CHABROW: Do you see other fields as the big competition and I'll give you an example. A few years ago I wrote a story about the decline in computer science majors and at that time you had these TV shows that dealt with forensics. They were loosing students that used to go into computer science to the areas of forensics. Are you seeing that today, something like that happening?
KAISER:: I don't know exactly what the trend would be in regards to that but I think what you've raised is a real interesting point is that the popular culture does play a role in how people vision what they are going to do in the future. So I think you are right. When people see these shows that show these exciting careers in forensics, and I'm not sure that the careers have actually ended up on are as exiting as the things on the television shows. Some things don't often get wrapped up in an hour like they do on TV, but that they gravitate toward those and so that is the kind of example that I'm talking about in terms of more role models out there for young people to see that there are exiting opportunities in the cyber world.

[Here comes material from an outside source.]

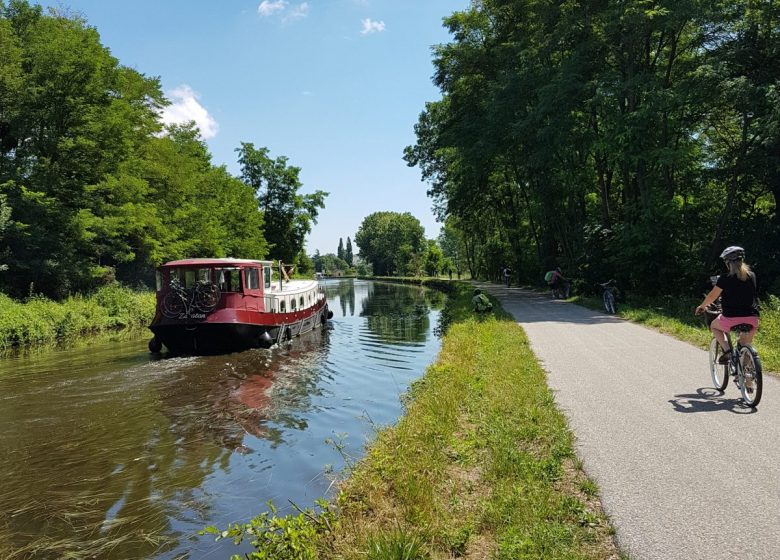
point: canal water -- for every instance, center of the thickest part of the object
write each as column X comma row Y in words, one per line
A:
column 108, row 452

I mean we do have some shows like "24," for example, that where cyber plays a huge role and some other ones and I think as soon as people see that they may get excited about those as possible careers. But that is the societal ship that we all have to buy into and it's something that we have to help young people, not only see it on TV as an opportunity but also back it up in the classroom, the kind of education that supports them actually achieving that.

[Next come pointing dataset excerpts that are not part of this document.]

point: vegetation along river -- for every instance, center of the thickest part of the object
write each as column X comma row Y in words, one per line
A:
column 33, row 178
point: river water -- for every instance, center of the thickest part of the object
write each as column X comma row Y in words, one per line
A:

CHABROW: Can you site some role models?
KAISER:: Well I can. The problem is that they are not always out in the public. I mean I talk to chief information security officers at you know major corporations all around the country all the time, and these are tomorrow activated people who are interested in defending the networks and protecting the networks that they work on. I mean these people are engaged in really important work and I think take a lot of satisfaction in the work they do. You know I have young children and by the time they get into second or third grade, they've seen the fire engine, they've been to the fire house, they've seen the police man, they've talked to a policeman and they have in their mind when I grow up I want to be a fireman, and not that they all grow up to be a fireman but they can envision that is something that they could do, and we need to similar role models. It doesn't have to be celebrity status. One of the programs we operate is cybersecurity awareness long-term education program where we encourage IT professionals to go into the schools and teach kids cybersecurity safety and ethics and there is an opportunity there to talk about their job and what they do. I think young people can connect with all kinds of adults in this field to get a vision about what they might do in the future.